At this point, the app is running on the remote machine, not on your local machine.

If you want to confirm its state:

./fungi peer admin service list --peer pc-B
./fungi peer admin service inspect --peer pc-B filebrowser-lite-wasi

Step 4: Check What Device B Publishes

Now check the published service catalog:

./fungi catalog list --peer pc-B
./fungi catalog inspect --peer pc-B filebrowser-lite-wasi

This tells you whether the remote service is exposed for consumption.

Step 5: Open The Remote App On Device A

Create or reuse a local access entry and open the app:

./fungi access open --peer pc-B filebrowser-lite-wasi

Fungi will create a local URL for the remote app and open it in your browser.

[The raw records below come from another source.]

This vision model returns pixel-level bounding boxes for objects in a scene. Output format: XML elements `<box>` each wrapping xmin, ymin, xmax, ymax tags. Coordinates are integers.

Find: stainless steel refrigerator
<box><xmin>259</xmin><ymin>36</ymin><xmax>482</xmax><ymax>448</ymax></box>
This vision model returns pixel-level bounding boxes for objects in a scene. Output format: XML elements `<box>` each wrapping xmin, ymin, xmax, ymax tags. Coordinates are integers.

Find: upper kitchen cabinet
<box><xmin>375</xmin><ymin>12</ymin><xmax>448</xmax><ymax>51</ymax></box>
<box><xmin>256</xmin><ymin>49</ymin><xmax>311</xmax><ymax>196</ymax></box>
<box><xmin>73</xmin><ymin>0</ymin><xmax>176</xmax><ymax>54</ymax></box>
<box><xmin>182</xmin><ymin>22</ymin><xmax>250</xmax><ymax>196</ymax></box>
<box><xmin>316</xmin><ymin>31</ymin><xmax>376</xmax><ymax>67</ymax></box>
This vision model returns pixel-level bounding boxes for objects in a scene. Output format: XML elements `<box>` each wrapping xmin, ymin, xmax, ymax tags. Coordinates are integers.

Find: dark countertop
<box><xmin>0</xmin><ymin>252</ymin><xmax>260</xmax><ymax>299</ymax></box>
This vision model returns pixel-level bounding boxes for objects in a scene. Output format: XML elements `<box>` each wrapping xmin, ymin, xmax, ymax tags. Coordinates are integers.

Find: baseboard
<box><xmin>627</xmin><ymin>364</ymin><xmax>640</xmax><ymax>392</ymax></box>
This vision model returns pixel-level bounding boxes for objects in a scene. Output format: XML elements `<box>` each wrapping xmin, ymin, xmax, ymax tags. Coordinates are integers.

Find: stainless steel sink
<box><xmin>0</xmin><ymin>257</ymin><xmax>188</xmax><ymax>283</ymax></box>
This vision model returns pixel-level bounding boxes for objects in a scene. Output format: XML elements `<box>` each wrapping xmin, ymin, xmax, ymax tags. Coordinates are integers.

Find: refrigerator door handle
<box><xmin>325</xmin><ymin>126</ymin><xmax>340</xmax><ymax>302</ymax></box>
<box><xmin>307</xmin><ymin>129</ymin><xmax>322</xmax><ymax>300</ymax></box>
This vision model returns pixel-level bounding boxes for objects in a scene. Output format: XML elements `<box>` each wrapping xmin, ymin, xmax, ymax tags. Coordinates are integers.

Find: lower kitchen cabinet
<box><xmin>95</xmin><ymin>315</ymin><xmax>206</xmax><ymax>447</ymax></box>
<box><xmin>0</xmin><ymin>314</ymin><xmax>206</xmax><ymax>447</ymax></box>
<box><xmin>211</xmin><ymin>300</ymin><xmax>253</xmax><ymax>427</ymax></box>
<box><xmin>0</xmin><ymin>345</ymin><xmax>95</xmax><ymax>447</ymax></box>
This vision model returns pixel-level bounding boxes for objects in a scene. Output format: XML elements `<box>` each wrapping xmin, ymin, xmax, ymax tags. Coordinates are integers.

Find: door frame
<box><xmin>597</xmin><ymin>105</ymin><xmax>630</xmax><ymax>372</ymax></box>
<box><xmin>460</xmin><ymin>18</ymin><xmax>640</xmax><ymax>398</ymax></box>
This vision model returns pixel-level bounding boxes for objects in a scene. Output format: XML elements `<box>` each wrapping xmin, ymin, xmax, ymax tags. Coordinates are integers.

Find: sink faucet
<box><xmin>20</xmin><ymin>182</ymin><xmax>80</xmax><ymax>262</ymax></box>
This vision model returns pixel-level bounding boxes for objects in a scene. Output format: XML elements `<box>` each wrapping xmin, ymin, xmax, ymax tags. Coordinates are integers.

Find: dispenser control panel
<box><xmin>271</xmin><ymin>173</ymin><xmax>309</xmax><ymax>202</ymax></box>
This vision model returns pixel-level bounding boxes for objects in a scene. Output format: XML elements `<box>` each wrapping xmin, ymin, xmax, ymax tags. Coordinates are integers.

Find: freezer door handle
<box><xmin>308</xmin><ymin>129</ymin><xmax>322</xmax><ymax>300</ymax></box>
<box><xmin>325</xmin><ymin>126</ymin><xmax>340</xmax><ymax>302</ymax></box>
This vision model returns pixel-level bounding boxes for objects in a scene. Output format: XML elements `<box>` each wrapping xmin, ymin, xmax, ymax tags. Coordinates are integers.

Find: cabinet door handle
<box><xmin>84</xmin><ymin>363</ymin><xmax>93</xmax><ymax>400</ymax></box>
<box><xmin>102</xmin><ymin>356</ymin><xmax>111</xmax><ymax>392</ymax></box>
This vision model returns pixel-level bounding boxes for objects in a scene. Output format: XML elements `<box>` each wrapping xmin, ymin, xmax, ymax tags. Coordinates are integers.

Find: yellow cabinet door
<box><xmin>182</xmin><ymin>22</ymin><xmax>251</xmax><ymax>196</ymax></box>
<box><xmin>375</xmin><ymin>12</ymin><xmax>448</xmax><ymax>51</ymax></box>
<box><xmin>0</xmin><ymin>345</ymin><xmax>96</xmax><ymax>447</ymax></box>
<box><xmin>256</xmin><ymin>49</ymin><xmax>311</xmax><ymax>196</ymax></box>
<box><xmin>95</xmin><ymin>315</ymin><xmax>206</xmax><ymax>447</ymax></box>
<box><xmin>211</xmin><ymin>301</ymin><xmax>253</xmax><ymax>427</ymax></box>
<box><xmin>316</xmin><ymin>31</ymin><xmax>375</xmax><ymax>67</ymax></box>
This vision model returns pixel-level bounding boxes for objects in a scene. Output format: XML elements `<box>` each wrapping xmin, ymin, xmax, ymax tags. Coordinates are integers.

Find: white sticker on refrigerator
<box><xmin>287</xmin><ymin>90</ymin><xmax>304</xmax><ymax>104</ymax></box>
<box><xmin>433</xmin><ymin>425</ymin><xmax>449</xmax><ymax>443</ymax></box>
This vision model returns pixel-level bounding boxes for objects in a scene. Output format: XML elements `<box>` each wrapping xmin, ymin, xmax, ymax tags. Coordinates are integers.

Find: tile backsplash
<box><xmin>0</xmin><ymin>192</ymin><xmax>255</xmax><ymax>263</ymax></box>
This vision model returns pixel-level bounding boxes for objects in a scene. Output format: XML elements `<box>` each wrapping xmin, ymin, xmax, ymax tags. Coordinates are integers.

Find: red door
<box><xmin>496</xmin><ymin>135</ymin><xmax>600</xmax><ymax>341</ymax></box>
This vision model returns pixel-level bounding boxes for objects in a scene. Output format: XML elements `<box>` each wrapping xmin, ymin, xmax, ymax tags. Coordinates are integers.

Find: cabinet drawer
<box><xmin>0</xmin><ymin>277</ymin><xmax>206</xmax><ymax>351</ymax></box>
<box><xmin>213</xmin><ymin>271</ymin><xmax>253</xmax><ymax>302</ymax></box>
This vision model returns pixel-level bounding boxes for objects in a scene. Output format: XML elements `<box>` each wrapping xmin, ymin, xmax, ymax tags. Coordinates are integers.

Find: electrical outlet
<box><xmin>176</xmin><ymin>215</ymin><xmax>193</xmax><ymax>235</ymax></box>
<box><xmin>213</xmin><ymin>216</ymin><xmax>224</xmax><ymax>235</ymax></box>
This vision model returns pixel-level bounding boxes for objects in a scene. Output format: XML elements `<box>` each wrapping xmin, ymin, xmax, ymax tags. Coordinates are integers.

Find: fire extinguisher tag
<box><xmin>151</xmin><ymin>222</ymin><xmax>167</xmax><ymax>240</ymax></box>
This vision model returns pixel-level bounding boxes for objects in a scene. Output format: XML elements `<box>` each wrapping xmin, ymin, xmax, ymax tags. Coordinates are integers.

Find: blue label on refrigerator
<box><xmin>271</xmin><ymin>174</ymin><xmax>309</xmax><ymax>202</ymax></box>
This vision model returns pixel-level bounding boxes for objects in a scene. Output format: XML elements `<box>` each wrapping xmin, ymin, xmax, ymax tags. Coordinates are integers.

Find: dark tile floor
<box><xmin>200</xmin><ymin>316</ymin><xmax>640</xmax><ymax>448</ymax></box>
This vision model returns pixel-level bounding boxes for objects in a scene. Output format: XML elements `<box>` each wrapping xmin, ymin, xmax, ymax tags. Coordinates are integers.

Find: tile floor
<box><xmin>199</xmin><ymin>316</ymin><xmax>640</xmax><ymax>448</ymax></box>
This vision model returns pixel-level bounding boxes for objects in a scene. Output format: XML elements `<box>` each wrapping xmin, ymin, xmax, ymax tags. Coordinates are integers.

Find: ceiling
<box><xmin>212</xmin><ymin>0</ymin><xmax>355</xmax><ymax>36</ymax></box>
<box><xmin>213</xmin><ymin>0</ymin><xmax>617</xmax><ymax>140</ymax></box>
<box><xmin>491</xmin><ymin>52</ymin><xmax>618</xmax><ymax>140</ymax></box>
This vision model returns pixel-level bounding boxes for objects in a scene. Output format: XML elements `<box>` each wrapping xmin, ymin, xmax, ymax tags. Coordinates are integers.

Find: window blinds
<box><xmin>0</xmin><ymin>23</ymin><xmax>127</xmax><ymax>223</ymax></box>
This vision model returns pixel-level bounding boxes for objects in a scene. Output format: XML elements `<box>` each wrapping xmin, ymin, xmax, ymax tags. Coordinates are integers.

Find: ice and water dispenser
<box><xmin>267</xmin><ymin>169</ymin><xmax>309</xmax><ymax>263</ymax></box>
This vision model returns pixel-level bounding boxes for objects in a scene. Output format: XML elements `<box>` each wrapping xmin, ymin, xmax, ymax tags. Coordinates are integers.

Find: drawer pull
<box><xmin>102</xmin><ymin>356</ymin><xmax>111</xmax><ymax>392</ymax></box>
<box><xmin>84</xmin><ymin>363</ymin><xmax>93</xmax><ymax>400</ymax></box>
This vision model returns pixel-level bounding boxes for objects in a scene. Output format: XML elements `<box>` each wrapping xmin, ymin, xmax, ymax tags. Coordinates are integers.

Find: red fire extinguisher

Conceptually, the flow looks like this:

  1. the app runs on Device B (pc-B)
  2. Device B publishes it through Fungi
  3. Device A (laptop-A) creates a local entry point
  4. your browser opens that local address

Minimal End-To-End Flow

If you just want the shortest command sequence:

./fungi peer admin service pull --peer pc-B ./filebrowser-lite-wasi.service.yaml
./fungi peer admin service start --peer pc-B filebrowser-lite-wasi
./fungi catalog list --peer pc-B
./fungi access open --peer pc-B filebrowser-lite-wasi

If Something Does Not Work

Check the connection first:

./fungi ping pc-B
./fungi conn overview

Check whether the remote service is running:

./fungi peer admin service list --peer pc-B
./fungi peer admin service inspect --peer pc-B filebrowser-lite-wasi

Check whether the service is published:

./fungi catalog list --peer pc-B

For deeper troubleshooting, see Connection Diagnostics and Remote Service Control.